In FIG. 4A, identification data "1" as the data X and an ASCII code
"41H(1000001=41, where H represents a hexadecimal notation) are written in
the memory area 101 at a position corresponding to a display position on
the display 406. In FIG. 2(b), identification data "1" as the data Y and
attribute data are written in the memory area 102 at a position
corresponding to the display position of FIG. 4A. The data Y2a of the row
address of the attribute data is of 4-bit length (hatched area) in which
9-OH is written, and the data Y2b of the display color is of 3-bit length,
that is, of 8-level tone, in which "1" is written. FIGS. 5A shows a font
of the ASCII code "41H"(character A) and FIG. 5B shows a font of the ASCII
code 42H (character B).
When the data X and Y are read from the memory areas 101 and 102 when the
data X in FIG. 4A is to be displayed on the display 408, the data of the
block X2 is determined as the ASCII code because both identification data
are "1". In FIG. 4A, the ASCII code is 41H and the display color data Y2b
of the attribute data is "1". A pattern of the row corresponding to the
data Y2a, that is, 9-OH of the row address of the attribute data of the
font (character A, FIG. 5A of the ASCII code 41HS is read from the font
table 110. When the scan of the display 408 is at the top row, the data
Y2a of the row address is 9H (FIG. 5B) so that the top (row address 1001)

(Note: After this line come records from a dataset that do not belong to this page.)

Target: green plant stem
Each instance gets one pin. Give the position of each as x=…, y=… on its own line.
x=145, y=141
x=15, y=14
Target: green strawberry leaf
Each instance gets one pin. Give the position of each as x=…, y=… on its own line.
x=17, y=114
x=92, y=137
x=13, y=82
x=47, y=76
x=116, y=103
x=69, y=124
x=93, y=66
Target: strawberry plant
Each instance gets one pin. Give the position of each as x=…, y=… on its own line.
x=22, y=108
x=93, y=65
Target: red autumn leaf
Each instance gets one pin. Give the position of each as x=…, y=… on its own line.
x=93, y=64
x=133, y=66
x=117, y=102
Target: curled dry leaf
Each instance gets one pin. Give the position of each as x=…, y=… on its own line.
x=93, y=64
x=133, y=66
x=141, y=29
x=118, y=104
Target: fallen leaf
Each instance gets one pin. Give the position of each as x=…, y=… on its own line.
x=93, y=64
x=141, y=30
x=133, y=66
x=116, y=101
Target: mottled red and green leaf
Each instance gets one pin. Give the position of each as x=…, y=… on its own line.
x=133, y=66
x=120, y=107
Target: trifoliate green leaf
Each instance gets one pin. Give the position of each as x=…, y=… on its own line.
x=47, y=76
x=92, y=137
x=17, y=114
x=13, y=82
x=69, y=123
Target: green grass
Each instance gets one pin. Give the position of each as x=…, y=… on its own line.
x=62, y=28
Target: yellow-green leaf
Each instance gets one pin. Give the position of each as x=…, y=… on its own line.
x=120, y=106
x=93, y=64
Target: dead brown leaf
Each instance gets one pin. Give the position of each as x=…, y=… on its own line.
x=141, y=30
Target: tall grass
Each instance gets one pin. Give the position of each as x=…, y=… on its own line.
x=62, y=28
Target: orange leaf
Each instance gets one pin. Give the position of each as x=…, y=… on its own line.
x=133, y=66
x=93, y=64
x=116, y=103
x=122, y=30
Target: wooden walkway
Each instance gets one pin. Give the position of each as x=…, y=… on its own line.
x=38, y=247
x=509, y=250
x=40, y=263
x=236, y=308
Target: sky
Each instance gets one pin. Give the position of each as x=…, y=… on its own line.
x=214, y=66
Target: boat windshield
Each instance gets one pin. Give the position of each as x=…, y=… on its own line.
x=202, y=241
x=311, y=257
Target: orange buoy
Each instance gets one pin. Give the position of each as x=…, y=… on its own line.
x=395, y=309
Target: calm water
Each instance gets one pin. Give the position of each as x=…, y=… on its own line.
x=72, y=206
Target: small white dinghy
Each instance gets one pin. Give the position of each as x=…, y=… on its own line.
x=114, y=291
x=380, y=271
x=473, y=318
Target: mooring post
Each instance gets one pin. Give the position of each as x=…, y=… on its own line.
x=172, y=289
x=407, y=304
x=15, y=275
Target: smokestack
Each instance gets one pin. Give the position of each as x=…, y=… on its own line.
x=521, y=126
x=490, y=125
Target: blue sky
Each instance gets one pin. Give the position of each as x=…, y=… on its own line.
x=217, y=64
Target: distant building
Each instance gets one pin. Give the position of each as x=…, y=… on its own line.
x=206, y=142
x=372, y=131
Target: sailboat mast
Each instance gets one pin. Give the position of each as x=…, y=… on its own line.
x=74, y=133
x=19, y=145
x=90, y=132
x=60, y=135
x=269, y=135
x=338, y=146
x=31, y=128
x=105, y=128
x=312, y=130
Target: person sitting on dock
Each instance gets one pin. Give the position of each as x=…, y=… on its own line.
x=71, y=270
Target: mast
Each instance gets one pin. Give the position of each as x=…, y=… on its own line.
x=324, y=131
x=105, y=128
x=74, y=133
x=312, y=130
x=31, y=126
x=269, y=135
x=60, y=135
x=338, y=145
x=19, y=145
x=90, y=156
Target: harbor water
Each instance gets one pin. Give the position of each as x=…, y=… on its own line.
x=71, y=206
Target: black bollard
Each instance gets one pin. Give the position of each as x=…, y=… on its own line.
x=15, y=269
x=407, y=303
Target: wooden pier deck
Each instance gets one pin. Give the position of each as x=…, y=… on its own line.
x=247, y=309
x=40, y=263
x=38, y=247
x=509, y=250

pattern of FIG. 5A is read and it is displayed by the color designated by
the data Y2b of the display color. When the scan is at the second row, the
data Y2a of the row address is 8H so that the second (row address 1000)
pattern of FIG. 5A is read and displayed. This is repeated until the
bottom row (row address 0000) is reached. In this manner, the patterns of
the rows are sequentially displayed on the display 406 at the positions
corresponding to the addresses of the memory area 101 with the color
designated by the data Y2b of the display color as shown in FIG. 6. It is
diagrammatically shown in FIG. 7.
An embodiment of the display device for displaying in the display method of
the present invention is now explained. The display device of the present
embodiment has two memory areas 101 and 102 in the above display method
and uses the data length of 8 bits. FIG. 8 shows a configuration thereof.
The respective elements of the display device are now explained.
The memory 100 comprises two memory area 101 and 102, and the memory area
101 stores image data and character codes in the mixed format, with the
bit map of one page or field of data. The memory areas 101 and 102 are
constructed such that data thereof correspond to dots on the display 406.
The memory area 101 stores the identification data (1 bit) and the codes
(7 bits) or the image data (8 bits), and the memory area 102 stores the
identification data (1 bit) and the attribute data (row address data: 4
bits and display color data: 3 bits).The data formats are identical to
those described before. The data of the memory areas 101 and 102 are
written by the write operation of a CPU 198 or by a DMA (not shown).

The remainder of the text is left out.